It would be nice to know how much money we actually spend on running our test cases.

One thing you should do is to create a separate key for tests only. This way you can easily monitor how much you spend on tests in general.

# Usage Tracking Strategy

We can get usage information from `run_results.usage()` and collect all the usages from all test runs to see the total costs.

An alternative would be monkey-patching the run method from Pydantic AI's Agent class, so during tests all usages are automatically collected. (You can do the same with any other framework you use.)

At the end, when we finish running all the tests, we can use it to generate a comprehensive cost report.

Let's create a file `patch_agent.py` (`test/patch_agent.py`):

In [None]:
from functools import wraps
import inspect
from typing import Any

# Don't import pydantic_ai types here

# Central in-process collector
_USAGE_RECORDS = {}


def _record_usage_from_result(agent, result):
    try:
        model_name = agent.model.model_name
        usage = result.usage()

        if usage is None:
            return

        if model_name not in _USAGE_RECORDS:
            _USAGE_RECORDS[model_name] = []
        _USAGE_RECORDS[model_name].append(usage)
    except Exception:
        return


def _wrap_run_callable(orig_run):
    """Return an async wrapper which calls orig_run and records usage."""

    @wraps(orig_run)
    async def wrapped(self, *args, **kwargs):
        result = await orig_run(self, *args, **kwargs)
        try:
            _record_usage_from_result(self, result)
        except Exception:
            pass
        return result

    return wrapped


def install_usage_collector() -> bool:
    installed = False
    
    from pydantic_ai import Agent as PAAgent  # type: ignore

    try:
        if not hasattr(PAAgent, "_orig_run_for_tests"):
            orig_run = getattr(PAAgent, "run", None)
            setattr(PAAgent, "_orig_run_for_tests", orig_run)
            if orig_run is not None and inspect.iscoroutinefunction(orig_run):
                PAAgent.run = _wrap_run_callable(orig_run)
            installed = True
    except Exception:
        pass

    return installed


def get_usage_aggregated():
    from pydantic_ai import RunUsage  # type: ignore

    aggregated = {}

    for model_name, usage_list in _USAGE_RECORDS.items():
        total = RunUsage()

        for usage in usage_list:
            total.incr(usage)

        aggregated[model_name] = total

    return aggregated


def print_report_usage() -> Any:
    from toyaikit.pricing import PricingConfig
    pricing = PricingConfig()
    print('\n=== USAGE REPORT ===')

    aggregated = get_usage_aggregated()

    for model_name, usage in aggregated.items():
        cost = pricing.calculate_cost(
            model=model_name,
            input_tokens=usage.input_tokens,
            output_tokens=usage.output_tokens
        )
        print(f'Model: {model_name}, Cost: {cost}')

    print('====================\n')

Here is what's happening:

- _USAGE_RECORDS is a global dictionary that stores usage data for each model.
- _record_usage_from_result() extracts usage information from an agent result and stores it in our global collector.
- _wrap_run_callable() creates a wrapper around the original agent run method.
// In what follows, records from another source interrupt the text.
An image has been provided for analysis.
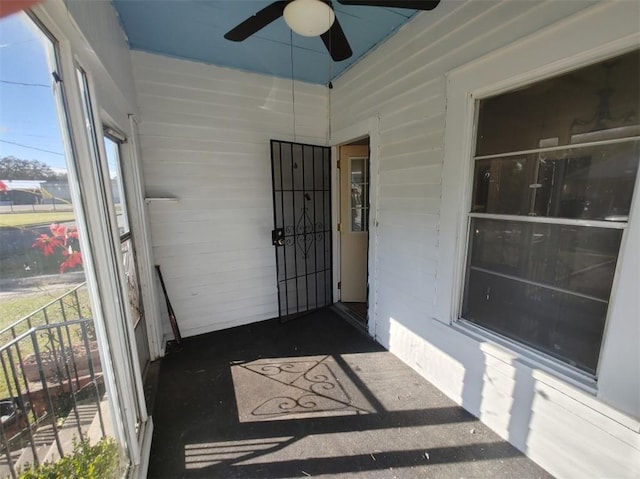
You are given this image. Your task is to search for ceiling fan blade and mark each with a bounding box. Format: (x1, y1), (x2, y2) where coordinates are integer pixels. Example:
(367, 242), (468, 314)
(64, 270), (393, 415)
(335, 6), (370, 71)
(337, 0), (440, 10)
(224, 1), (288, 41)
(321, 17), (352, 61)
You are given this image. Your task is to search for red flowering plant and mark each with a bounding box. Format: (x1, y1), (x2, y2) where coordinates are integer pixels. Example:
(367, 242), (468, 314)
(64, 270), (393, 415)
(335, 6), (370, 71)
(32, 223), (83, 273)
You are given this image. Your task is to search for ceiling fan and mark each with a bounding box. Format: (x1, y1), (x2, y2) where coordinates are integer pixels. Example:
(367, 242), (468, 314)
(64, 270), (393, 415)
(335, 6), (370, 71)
(224, 0), (440, 62)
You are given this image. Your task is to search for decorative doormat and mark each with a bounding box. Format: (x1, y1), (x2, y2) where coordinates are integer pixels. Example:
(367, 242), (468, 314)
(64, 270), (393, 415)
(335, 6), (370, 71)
(231, 355), (375, 422)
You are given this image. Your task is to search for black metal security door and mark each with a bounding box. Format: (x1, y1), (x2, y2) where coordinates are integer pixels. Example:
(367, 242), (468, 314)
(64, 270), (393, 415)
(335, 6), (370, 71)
(271, 140), (332, 321)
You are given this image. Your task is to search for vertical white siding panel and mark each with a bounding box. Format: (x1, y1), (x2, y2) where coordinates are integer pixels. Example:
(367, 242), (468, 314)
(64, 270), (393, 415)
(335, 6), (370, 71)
(332, 0), (638, 478)
(132, 51), (328, 337)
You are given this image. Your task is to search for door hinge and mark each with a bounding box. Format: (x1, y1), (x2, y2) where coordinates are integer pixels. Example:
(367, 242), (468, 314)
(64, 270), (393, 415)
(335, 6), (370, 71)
(337, 223), (342, 232)
(338, 281), (341, 290)
(337, 159), (341, 169)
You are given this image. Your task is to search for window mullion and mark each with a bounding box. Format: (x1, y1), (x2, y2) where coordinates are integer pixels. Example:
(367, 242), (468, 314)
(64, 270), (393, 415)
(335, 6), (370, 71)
(469, 266), (609, 304)
(468, 212), (628, 229)
(473, 135), (640, 161)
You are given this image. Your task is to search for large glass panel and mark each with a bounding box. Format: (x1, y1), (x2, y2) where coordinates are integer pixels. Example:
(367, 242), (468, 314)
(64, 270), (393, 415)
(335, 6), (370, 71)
(467, 218), (622, 300)
(463, 217), (623, 373)
(463, 268), (607, 374)
(466, 50), (640, 377)
(472, 141), (639, 220)
(475, 50), (639, 156)
(0, 13), (122, 478)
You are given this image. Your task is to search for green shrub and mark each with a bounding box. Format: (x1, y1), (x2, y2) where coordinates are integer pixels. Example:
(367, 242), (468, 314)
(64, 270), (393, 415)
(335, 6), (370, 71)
(17, 436), (122, 479)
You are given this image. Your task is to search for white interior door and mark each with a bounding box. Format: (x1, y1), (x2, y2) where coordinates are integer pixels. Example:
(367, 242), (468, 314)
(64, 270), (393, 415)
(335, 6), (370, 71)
(340, 145), (369, 302)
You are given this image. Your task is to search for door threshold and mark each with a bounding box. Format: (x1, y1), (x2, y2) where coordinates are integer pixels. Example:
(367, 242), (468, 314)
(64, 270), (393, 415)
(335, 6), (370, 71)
(332, 303), (368, 334)
(279, 309), (318, 324)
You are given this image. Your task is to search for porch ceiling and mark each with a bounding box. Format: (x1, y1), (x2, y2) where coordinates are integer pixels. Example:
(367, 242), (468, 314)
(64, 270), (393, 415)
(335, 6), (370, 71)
(111, 0), (420, 84)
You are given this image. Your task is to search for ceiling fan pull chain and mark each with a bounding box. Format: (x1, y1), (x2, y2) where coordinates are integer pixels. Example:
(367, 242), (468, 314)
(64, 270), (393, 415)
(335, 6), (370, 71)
(290, 29), (297, 143)
(327, 29), (333, 142)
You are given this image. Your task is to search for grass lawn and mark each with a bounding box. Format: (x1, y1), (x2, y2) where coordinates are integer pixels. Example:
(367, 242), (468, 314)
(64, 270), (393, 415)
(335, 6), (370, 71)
(0, 287), (90, 330)
(0, 285), (93, 399)
(0, 211), (76, 228)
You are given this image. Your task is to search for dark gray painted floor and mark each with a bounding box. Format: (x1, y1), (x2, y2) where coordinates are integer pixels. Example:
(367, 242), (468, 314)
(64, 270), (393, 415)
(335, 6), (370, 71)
(147, 308), (552, 478)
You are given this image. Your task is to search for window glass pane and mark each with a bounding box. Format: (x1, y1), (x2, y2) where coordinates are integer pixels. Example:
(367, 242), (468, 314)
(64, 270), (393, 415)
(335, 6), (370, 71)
(463, 268), (606, 374)
(468, 218), (622, 300)
(104, 136), (129, 235)
(472, 141), (639, 220)
(534, 141), (639, 220)
(351, 207), (368, 232)
(471, 156), (533, 215)
(351, 158), (364, 185)
(351, 209), (360, 232)
(350, 158), (368, 232)
(476, 50), (639, 156)
(463, 218), (623, 373)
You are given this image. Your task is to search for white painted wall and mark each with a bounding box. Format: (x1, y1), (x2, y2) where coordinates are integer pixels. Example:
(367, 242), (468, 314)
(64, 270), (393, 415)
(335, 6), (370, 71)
(332, 1), (639, 477)
(65, 0), (138, 115)
(132, 51), (329, 338)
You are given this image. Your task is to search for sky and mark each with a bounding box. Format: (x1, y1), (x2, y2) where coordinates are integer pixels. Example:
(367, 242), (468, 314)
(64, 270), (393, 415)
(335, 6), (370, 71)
(0, 12), (121, 179)
(0, 12), (67, 172)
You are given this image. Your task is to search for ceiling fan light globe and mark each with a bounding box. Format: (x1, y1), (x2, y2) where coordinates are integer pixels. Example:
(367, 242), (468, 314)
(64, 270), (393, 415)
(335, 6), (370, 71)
(284, 0), (336, 37)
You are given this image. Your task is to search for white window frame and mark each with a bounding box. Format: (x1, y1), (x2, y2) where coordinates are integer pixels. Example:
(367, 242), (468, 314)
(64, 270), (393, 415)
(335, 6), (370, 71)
(462, 80), (637, 377)
(435, 1), (640, 394)
(75, 62), (147, 464)
(27, 3), (156, 475)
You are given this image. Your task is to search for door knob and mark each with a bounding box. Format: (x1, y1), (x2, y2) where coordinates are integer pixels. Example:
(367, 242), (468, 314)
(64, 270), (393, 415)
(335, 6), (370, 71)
(272, 228), (285, 246)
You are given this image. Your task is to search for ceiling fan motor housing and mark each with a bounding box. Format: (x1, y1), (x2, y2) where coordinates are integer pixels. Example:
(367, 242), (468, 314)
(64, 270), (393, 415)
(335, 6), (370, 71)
(284, 0), (336, 37)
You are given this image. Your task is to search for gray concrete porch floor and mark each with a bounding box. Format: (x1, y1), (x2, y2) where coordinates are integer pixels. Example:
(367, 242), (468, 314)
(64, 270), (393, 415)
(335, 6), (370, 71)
(147, 307), (552, 479)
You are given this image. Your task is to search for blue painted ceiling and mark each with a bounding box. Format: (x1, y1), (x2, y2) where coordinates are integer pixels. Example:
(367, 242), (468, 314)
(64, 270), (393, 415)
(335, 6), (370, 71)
(111, 0), (420, 84)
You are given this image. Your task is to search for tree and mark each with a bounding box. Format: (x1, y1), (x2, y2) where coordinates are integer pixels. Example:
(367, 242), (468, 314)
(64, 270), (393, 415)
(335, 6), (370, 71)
(0, 156), (67, 181)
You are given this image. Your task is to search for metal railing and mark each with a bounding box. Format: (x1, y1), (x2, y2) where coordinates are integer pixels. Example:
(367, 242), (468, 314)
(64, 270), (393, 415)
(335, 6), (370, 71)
(0, 283), (107, 478)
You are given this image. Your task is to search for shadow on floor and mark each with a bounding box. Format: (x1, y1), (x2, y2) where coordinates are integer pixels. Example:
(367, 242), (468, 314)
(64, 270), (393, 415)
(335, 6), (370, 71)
(148, 308), (552, 478)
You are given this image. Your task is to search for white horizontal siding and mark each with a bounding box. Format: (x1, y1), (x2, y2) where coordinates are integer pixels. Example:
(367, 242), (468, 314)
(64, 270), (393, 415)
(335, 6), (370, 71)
(332, 0), (638, 478)
(133, 51), (328, 337)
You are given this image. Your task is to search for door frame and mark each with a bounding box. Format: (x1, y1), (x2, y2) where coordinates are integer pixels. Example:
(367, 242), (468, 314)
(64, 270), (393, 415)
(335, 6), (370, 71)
(331, 117), (380, 339)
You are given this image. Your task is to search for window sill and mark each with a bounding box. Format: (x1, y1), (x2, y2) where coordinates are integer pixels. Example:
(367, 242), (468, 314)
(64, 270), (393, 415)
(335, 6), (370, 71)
(144, 197), (178, 204)
(452, 318), (597, 390)
(450, 318), (640, 433)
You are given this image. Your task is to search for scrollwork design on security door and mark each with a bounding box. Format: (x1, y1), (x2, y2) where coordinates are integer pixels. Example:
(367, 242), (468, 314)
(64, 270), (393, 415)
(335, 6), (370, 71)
(295, 207), (319, 258)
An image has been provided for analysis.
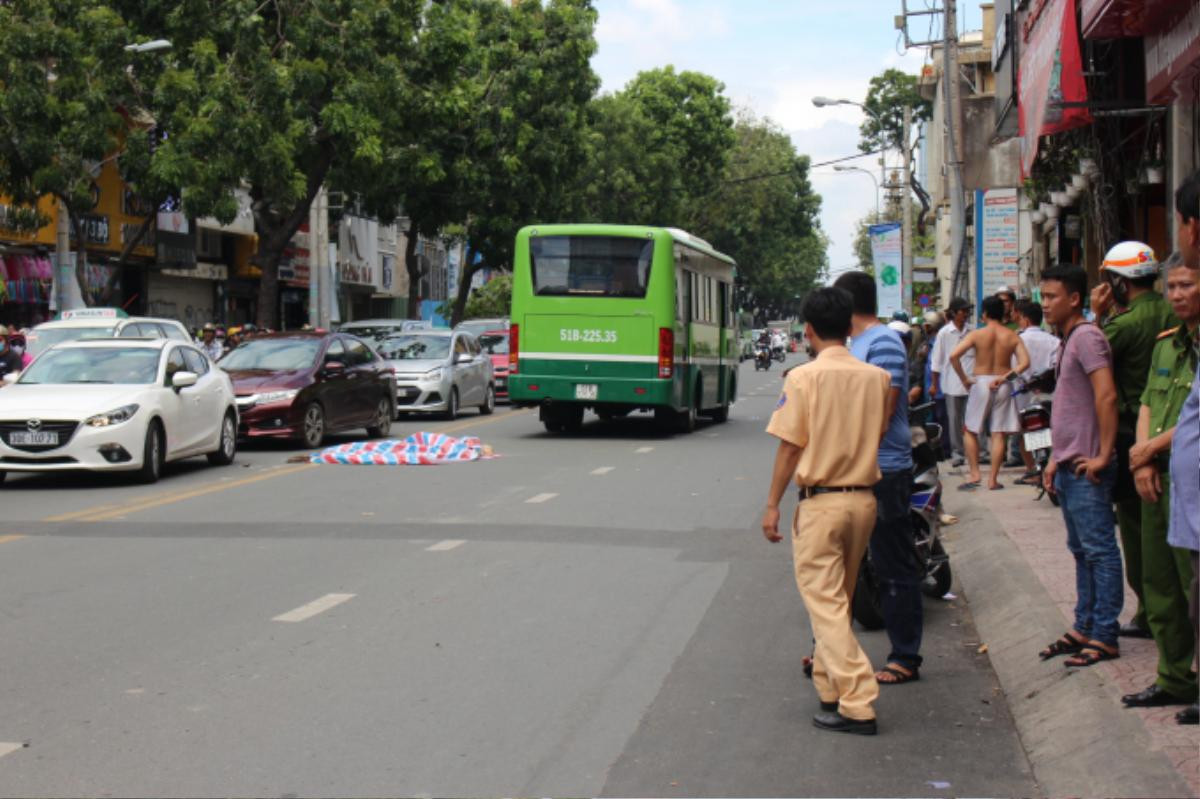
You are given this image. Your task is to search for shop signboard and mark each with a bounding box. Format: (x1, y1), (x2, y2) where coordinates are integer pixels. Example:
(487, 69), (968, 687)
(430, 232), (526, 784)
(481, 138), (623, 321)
(1019, 0), (1091, 176)
(868, 222), (903, 319)
(69, 214), (110, 245)
(974, 188), (1020, 309)
(337, 215), (378, 287)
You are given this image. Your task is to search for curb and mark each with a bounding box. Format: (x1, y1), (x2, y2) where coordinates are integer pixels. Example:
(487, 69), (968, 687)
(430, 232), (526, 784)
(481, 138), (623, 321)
(945, 493), (1195, 799)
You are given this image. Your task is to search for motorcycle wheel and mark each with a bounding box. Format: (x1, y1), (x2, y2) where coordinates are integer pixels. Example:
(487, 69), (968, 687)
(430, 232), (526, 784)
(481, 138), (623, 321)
(851, 558), (885, 630)
(922, 538), (953, 598)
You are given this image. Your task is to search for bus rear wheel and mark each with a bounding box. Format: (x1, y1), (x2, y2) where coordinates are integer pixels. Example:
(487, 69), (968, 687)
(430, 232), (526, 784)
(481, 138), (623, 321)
(542, 404), (583, 434)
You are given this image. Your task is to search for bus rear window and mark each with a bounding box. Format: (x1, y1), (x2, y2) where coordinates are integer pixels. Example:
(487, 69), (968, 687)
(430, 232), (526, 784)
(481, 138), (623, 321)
(530, 236), (653, 298)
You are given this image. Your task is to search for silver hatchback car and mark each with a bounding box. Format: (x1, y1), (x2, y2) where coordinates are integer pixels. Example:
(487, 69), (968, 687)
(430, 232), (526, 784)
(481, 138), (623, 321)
(376, 330), (495, 419)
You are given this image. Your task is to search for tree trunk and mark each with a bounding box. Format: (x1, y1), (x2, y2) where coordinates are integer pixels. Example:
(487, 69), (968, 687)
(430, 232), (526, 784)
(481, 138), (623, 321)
(404, 223), (424, 320)
(449, 245), (481, 326)
(255, 245), (283, 329)
(70, 212), (93, 308)
(100, 213), (155, 305)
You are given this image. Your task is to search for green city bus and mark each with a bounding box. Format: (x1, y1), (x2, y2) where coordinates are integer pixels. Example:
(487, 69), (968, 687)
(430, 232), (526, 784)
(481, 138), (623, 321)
(507, 224), (739, 433)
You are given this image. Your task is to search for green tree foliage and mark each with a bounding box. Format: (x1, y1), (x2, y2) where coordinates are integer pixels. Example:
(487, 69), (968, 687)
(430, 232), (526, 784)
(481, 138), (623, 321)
(858, 68), (931, 154)
(463, 272), (512, 320)
(0, 0), (134, 302)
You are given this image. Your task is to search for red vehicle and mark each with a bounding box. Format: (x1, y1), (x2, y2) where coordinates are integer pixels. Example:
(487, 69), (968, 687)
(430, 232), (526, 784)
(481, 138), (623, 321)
(477, 330), (510, 402)
(220, 332), (396, 448)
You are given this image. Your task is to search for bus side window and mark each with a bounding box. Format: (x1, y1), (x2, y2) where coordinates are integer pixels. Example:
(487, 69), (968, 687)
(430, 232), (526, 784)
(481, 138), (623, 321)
(691, 273), (699, 323)
(719, 282), (728, 328)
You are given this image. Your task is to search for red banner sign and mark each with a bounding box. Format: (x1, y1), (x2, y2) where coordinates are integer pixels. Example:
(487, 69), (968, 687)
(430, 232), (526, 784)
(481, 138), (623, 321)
(1146, 2), (1200, 103)
(1019, 0), (1092, 177)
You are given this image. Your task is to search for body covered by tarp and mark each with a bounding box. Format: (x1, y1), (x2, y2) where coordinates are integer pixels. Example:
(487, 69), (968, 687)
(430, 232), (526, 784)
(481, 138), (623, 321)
(310, 433), (493, 465)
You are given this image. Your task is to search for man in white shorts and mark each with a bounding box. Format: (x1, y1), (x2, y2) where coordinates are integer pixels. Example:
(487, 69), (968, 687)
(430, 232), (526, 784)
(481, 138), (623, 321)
(949, 295), (1031, 490)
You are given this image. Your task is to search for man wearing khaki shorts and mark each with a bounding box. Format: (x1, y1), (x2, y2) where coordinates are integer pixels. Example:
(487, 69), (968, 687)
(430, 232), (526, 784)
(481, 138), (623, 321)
(761, 287), (891, 735)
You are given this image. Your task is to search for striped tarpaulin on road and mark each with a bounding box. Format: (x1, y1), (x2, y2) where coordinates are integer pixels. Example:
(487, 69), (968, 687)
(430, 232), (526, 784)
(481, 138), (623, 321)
(309, 433), (494, 465)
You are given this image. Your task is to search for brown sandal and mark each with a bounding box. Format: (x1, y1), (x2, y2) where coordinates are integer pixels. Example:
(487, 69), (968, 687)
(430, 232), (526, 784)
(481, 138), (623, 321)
(1064, 643), (1119, 667)
(1039, 632), (1087, 660)
(875, 664), (920, 684)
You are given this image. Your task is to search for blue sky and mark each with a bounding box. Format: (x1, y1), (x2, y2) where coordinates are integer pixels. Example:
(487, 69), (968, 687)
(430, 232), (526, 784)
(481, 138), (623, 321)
(591, 0), (984, 282)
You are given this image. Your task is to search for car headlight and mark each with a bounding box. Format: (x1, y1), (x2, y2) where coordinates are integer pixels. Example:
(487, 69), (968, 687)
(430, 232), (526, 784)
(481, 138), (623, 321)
(422, 368), (443, 381)
(84, 404), (140, 427)
(255, 389), (298, 405)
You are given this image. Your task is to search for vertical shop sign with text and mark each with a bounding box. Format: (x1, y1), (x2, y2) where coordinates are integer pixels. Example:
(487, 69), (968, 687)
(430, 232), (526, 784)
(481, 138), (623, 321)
(975, 188), (1020, 309)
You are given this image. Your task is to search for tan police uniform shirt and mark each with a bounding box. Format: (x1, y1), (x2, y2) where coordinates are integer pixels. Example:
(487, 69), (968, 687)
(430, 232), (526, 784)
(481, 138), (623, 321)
(766, 345), (890, 488)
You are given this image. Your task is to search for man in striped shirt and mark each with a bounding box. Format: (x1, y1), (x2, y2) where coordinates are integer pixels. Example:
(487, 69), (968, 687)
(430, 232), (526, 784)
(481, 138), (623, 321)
(835, 272), (923, 686)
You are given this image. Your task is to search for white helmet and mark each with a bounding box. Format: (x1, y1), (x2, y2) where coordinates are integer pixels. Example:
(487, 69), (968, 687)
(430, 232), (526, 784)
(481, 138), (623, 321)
(923, 310), (943, 326)
(887, 320), (912, 337)
(1101, 241), (1159, 278)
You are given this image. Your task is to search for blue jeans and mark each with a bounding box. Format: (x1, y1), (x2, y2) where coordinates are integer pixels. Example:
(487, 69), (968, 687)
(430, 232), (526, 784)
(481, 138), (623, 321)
(1055, 463), (1123, 647)
(870, 469), (924, 670)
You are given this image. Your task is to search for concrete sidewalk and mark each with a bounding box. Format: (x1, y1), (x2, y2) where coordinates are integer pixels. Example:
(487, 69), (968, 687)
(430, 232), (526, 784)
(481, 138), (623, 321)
(943, 464), (1198, 799)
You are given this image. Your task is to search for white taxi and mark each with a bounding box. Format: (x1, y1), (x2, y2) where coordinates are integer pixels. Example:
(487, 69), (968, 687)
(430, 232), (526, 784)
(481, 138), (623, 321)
(0, 338), (238, 484)
(26, 308), (192, 358)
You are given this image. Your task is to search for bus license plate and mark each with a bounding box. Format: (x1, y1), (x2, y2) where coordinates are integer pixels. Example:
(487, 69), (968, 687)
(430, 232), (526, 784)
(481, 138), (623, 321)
(1023, 429), (1051, 451)
(10, 431), (59, 446)
(574, 384), (598, 401)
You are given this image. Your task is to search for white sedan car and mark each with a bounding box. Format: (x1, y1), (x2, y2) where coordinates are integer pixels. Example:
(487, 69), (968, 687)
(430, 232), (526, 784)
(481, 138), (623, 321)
(0, 338), (238, 484)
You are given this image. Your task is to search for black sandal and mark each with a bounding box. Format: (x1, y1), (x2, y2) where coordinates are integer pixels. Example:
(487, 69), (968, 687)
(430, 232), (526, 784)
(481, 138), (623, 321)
(875, 664), (920, 685)
(1039, 632), (1087, 660)
(1064, 644), (1119, 667)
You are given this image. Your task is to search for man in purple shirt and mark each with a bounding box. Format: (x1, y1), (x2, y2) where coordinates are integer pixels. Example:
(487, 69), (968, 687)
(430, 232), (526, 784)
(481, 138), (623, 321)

It calls the original run method and then records the usage data.
- install_usage_collector() monkey-patches the Pydantic AI Agent class. It replaces the original run method with our wrapped version that collects usage data.
- get_usage_aggregated() combines all individual usage records for each model into totals.
- print_report_usage() generates and displays a cost report using ToyAIKit's pricing information. It shows the total cost for each model used during testing.

We need are using ToyAIKit for calculating the prices

In [None]:
!uv add toyaikit

# Integration with Test Suite

Create `conftest.py` (`tests/conftest.py`)

In [None]:
from tests import patch_agent
patch_agent.install_usage_collector()

It's very important to add this at the top. We want to make sure we install the usage collector before the first instance of Agent is created. Otherwise our monkey-patching won't work properly.

Finally, we show the cost report when the test session finishes:

In [None]:
def pytest_sessionfinish(session, exitstatus):
    from tests import patch_agent
    patch_agent.print_report_usage()


This pytest hook runs automatically after all tests complete. It provides a summary of total API costs incurred during the test session, helping you monitor and budget for testing expenses.

You can also save these results somewhere, so later you can analyze the costs.

That's how we can monitor costs of a single test set run.

So the complete `tests/conftest.py` looks like this:

In [None]:
from tests import patch_agent
patch_agent.install_usage_collector()

def pytest_sessionfinish(session, exitstatus):
    from tests import patch_agent
    patch_agent.print_report_usage()